Desde la casa roja
Baño de mujeres
Mi filtro es de perogrullo y seguramente inadecuado, pero si mañana mi hijo viene y me dice que siente que es una niña, quiero que el Estado le proteja poniendo a su alcance las fórmulas jurídicas y sanitarias para que su vida sea segura y lo menos traumática y marginal posible. Y, además, no quiero que nadie tenga la posibilidad de disparar públicamente contra su forma de pensarse y sentirse, contra su intimidad más profunda. Me gustaría que el Estado diera el paso delante de nosotros, asumiendo la realidad de su tránsito e identidad, como ha pasado otras veces.
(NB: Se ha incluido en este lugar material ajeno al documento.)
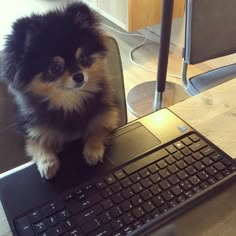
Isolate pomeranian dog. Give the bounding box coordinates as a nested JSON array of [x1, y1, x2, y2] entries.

Como cuando, por ejemplo, en 2005 se aprobó la modificación del Código Civil que permitía contraer matrimonio a parejas del mismo sexo y que les otorgaba todos los derechos de las uniones heterosexuales, normalizando sus vidas. Porque también entonces hubo vetos y se dijeron barbaridades. También entonces, hace sólo quince años, hubo quien votó en contra a lo que hoy nos parece impensable. El expresidente Rodríguez Zapatero dijo que íbamos a construir "un país más decente porque una sociedad decente es la que no humilla a sus miembros".
En estos últimos días, hemos visto pasar mensajes y debates que no quieren encontrar puntos de encuentro, que no quieren consenso porque nadie se mueve un segundo de sus posturas. En ellos, me muevo sin pensarlo del lado del que no humilla al otro, del que no descarga agresividad. Pero así no se puede hablar. Me muevo porque en ese lado también hay niñas y niños y jóvenes creciendo y descubriéndose y desplazándose hacia las lejanas aristas de nuestra sociedad.
Probablemente, la ley trans, como todas, precise un debate, no soy ni de lejos experta en códigos, pero para que, sobre todo, garantice por encima de cualquier opinión la seguridad de las personas a las que afecta. Pero, probablemente también, el feminismo tenga que asumir que no solo existe para defender la igualdad de nuestro mundo particular, de nuestro punto de vista, de nuestro futuro aproximado, de nuestra clase, raza o visión de la vida, sino la de los márgenes, la de las minorías a las que atraviesan desigualdades tan abruptas que ni siquiera las concebimos.
No puedo entender una idea que consiste en discutir quién sostiene una pancarta. Bienvenidos sean todos a la lucha por la igualdad de las personas. ¿De verdad esto va también acerca de que no haya mujeres trans en las competiciones deportivas femeninas, de verdad en que puedan optar a los cuatro beneficios que corrigen la desigualdad personas que viven en la más honda de las desigualdades, de verdad lo preocupante es que una mujer trans entre en un baño de mujeres? Yo no quiero una habitación segura, no quiero un tocador de señoras, un apartheid blindado donde por mi sexo se me protege levantando un muro y dejando afuera a otras mujeres, y a otros hombres, más vulnerables que yo. No quiero eso. Quiero compartir el baño, el techo, la oficina, la casa y la vida con mujeres y hombres, sin sentir ningún peligro, sin percibir cómo se tensa el espacio a nuestro alrededor.
Eficaces consignas de ayer pueden llevar hoy a un enfrentamiento árido y permanente. No andaré el camino que consiste en conseguir únicamente protegernos de alguien poniendo una pared, un símbolo en una puerta, sino el que me permitirá meterme con quien quiera donde quiera sin notar que eso reporta para mí ni una sola amenaza latente. Para eso, cuantos más estemos pensando en ese espacio común, mejor. Cuanto antes asumamos lo diverso, otros planos y estratos de la realidad de la desigualdad, más nos acercaremos a esa decencia de la que hablábamos hace quince años.